In 1791, Pierre L’Enfant, a French-born artist, developed a plan for a new government city along the Potomac River, choosing Jenkins Hill for the “Congress House.” Secretary of State Thomas Jefferson renamed both the hill and the proposed building after Rome’s Capitoline Hill, the site of the ancient temple to Jupiter Optimus Maximus Capitolinus. Jefferson then suggested that those submitting designs for the new Capitol should evoke the Pantheon, a second century domed temple to all Roman gods. William Thornton, a Scottish-trained physician living in the West Indies, submitted the winning design, incorporating elements of the Pantheon into the section between the legislative chambers, with a low dome centered on columns supporting a classic pediment. These design elements were modified, but all were included in the original Capitol, which was finally completed in 1818 after being damaged in the War of 1812.
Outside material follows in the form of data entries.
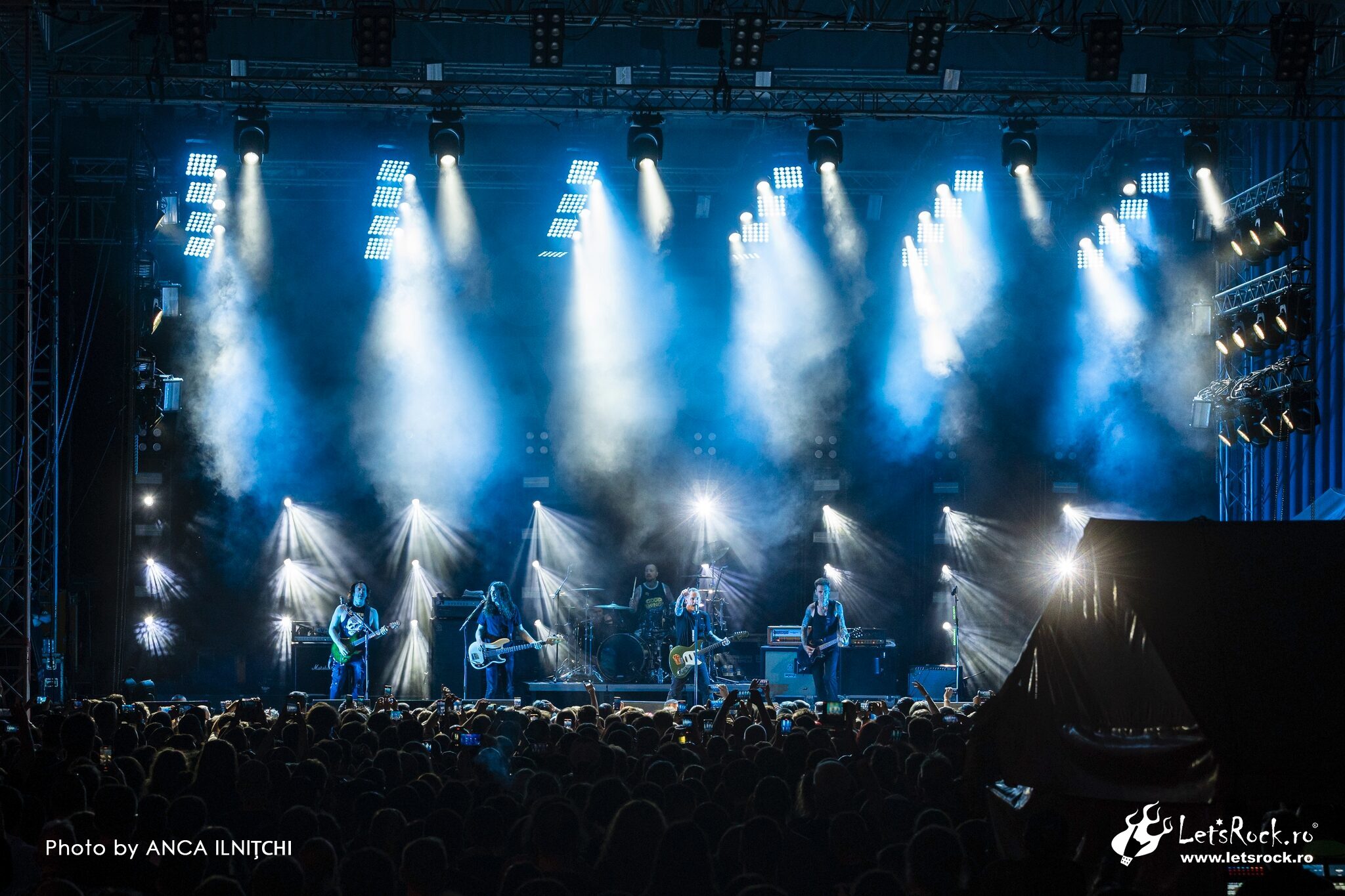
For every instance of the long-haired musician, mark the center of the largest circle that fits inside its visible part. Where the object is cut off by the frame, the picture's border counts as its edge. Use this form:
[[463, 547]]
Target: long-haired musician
[[351, 620], [500, 620]]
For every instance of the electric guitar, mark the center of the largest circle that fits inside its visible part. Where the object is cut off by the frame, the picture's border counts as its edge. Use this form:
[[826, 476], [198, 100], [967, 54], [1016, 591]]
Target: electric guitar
[[347, 651], [682, 658], [483, 654], [803, 662]]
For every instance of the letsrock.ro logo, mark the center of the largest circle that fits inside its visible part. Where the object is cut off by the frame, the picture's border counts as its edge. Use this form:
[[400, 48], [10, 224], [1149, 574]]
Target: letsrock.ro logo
[[1138, 839]]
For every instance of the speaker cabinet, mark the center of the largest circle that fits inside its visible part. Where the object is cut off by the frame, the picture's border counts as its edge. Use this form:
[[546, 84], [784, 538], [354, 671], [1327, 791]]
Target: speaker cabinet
[[934, 679], [778, 668]]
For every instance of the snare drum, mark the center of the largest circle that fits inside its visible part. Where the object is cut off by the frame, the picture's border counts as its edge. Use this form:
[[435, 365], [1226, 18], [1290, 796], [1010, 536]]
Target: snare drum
[[622, 658]]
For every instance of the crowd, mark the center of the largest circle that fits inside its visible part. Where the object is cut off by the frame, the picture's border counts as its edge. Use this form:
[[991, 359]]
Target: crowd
[[745, 797]]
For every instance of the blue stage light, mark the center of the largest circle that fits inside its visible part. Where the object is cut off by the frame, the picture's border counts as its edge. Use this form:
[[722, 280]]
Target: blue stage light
[[572, 203], [201, 222], [1133, 209], [969, 182], [581, 172], [378, 249], [201, 192], [1156, 182], [393, 171], [200, 247], [384, 224], [789, 178], [201, 164]]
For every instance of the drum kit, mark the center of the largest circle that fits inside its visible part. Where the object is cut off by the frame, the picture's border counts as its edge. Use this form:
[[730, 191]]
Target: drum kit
[[608, 644]]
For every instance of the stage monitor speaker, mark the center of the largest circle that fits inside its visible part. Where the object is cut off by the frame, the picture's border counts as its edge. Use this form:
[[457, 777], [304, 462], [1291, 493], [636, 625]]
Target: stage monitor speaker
[[934, 679], [870, 672], [778, 668], [447, 667]]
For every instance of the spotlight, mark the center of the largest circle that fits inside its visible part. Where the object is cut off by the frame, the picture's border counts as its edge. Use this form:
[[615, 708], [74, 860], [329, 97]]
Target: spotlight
[[1200, 150], [1102, 45], [826, 146], [645, 139], [252, 136], [748, 41], [925, 46], [548, 38], [447, 136], [188, 24], [1019, 147], [376, 23], [1293, 43]]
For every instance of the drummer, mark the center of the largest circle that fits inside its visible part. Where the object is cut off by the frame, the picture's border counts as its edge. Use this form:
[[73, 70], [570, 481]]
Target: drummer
[[651, 601]]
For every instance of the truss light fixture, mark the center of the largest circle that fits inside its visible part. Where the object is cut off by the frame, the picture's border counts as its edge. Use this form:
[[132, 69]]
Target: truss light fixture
[[447, 136], [252, 135], [748, 41], [546, 37], [925, 46], [188, 24], [826, 144], [1102, 46], [1019, 147], [376, 23], [1293, 43], [645, 140]]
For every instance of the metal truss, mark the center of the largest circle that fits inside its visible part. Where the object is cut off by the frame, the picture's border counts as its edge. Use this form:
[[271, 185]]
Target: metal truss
[[30, 394], [514, 89]]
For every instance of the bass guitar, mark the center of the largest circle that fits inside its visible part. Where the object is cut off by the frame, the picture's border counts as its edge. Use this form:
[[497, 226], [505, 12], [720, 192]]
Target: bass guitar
[[347, 651], [803, 662], [682, 658], [483, 654]]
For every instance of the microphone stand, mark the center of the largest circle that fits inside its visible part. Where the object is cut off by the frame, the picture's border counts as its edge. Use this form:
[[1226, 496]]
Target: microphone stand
[[479, 606]]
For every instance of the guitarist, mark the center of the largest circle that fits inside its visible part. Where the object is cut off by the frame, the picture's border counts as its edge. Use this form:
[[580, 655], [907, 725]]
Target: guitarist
[[500, 620], [825, 621], [692, 624], [351, 620]]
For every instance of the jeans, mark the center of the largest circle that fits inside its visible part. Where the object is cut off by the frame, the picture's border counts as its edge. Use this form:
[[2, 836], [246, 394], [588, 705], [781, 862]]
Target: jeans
[[354, 673], [499, 679], [826, 679]]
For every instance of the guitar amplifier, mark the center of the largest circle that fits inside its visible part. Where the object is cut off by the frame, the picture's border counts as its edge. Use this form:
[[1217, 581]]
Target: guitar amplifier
[[778, 668]]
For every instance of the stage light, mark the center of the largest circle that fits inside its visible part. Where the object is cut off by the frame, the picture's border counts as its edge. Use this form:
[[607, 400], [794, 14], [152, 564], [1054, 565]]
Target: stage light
[[447, 136], [925, 43], [1102, 45], [252, 135], [188, 23], [789, 178], [201, 164], [1019, 147], [1293, 43], [546, 49], [826, 146], [374, 27], [748, 41], [645, 139], [1200, 150]]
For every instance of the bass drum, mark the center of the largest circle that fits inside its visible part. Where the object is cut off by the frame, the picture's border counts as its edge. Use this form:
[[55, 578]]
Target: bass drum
[[622, 658]]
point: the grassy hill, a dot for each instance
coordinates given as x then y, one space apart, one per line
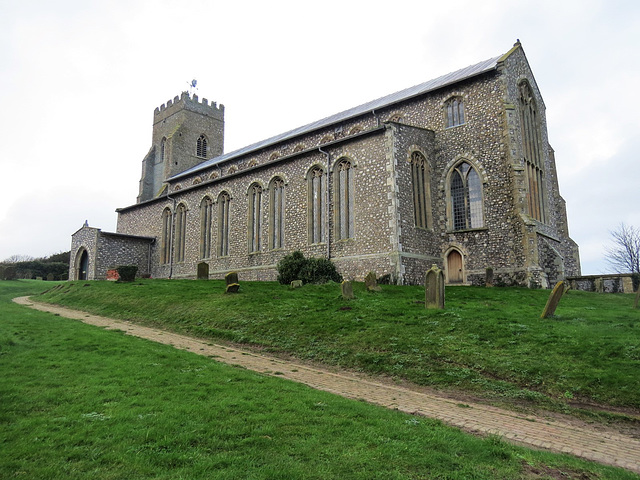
489 343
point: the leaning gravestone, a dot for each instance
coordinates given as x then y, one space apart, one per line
231 279
554 299
371 283
347 290
434 288
203 271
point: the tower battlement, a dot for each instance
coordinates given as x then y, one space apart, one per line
192 103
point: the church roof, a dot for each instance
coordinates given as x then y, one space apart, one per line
436 83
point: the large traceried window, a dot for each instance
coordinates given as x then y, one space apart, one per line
223 224
532 151
454 112
421 194
165 243
201 146
276 213
316 204
344 193
206 221
181 232
465 193
255 218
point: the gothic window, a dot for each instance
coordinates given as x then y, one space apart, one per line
165 243
421 193
454 112
206 220
223 224
532 151
201 146
181 232
317 195
276 213
255 208
344 191
465 193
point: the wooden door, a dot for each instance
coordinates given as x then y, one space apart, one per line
454 267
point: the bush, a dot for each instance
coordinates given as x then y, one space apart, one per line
127 273
310 270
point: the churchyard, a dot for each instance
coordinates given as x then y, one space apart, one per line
84 402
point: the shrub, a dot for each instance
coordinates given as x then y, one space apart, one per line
127 273
310 270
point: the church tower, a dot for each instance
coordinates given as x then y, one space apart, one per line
186 132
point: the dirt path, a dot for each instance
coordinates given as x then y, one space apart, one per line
606 447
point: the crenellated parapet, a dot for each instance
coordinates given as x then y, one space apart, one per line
191 103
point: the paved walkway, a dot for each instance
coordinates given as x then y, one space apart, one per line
604 447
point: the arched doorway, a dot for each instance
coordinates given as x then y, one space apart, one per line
454 267
82 265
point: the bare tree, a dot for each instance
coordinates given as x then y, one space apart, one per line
624 255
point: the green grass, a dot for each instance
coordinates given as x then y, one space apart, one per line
80 402
487 342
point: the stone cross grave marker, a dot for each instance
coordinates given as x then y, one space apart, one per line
203 271
554 299
347 290
371 283
434 288
231 279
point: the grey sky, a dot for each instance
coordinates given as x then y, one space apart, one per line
79 81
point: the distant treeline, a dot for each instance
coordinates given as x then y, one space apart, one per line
53 267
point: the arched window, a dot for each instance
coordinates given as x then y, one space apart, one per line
255 208
223 224
532 151
181 232
201 146
344 200
454 112
165 244
316 204
465 193
206 220
421 193
276 213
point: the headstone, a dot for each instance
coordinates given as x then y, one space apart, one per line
434 288
599 282
554 299
371 283
231 278
347 290
488 278
203 271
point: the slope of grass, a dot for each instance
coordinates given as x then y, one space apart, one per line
79 402
490 342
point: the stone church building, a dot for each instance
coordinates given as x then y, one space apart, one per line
457 171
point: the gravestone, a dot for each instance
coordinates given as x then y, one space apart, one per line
371 283
434 288
554 299
347 290
203 271
599 282
488 277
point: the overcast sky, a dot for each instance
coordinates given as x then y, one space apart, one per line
79 80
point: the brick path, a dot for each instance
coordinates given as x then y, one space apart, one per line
604 447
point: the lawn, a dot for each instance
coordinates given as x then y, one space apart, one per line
80 402
487 342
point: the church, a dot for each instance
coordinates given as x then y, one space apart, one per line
457 171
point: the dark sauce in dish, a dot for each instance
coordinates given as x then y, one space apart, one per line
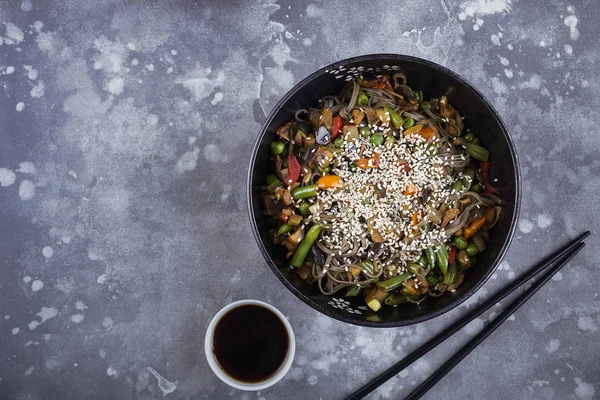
250 343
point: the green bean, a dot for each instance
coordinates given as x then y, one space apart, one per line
416 269
272 179
285 228
304 208
277 147
303 192
470 172
472 249
394 117
367 266
353 291
362 99
451 275
408 123
430 254
325 170
460 242
441 257
458 185
305 245
395 299
432 280
377 139
431 149
477 152
395 281
364 131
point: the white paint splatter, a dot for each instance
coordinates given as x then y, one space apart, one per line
47 251
163 384
7 177
77 318
26 190
553 345
586 323
217 98
584 390
201 82
45 314
544 220
568 49
495 40
26 5
188 161
213 154
571 21
14 32
37 285
525 226
26 167
115 85
473 8
38 90
107 322
535 82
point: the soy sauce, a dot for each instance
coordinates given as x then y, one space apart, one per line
250 343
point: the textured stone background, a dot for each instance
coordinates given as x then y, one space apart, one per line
125 130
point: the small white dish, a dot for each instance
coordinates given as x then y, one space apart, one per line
214 365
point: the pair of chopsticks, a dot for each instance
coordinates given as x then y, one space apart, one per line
558 258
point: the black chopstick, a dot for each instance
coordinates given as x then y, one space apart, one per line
491 327
456 326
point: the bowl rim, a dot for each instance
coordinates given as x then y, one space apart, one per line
405 322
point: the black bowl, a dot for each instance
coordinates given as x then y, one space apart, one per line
434 80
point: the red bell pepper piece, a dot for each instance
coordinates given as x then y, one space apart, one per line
485 172
293 170
336 126
452 255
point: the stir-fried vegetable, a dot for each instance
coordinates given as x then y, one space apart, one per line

By 1850, Congress had outgrown the legislative chambers and approved adding a new chamber at each end of the existing Capitol. The existing dome then appeared too small in relation to the larger building. Thomas Walter based the design of a new dome on the Paris Pantheón, built to honor Genevieve, the patron saint of Paris. Like the Pantheón, the Capitol now incorporates a “double dome,” the inner section scaled to fit the original rotunda and the outer section scaled to the larger exterior. An oculus atop the inner dome opens to an elaborate fresco inspired by the Pantheón’s Apotheosis of Genevieve. The Apotheosis of Washington, picturing George Washington amidst a number of Roman gods, including Mercury and Venus, was painted by Greek-Italian artist Constantino Brumidi, once employed by Pope Gregory XVI,
Because the cast iron was showing signs of deterioration, the Capitol dome has been under repair since 2014. The history of the dome and illustrations of the Capitol designs since 1792 can be reviewed in the massive underground visitors’ center, opened in 2008.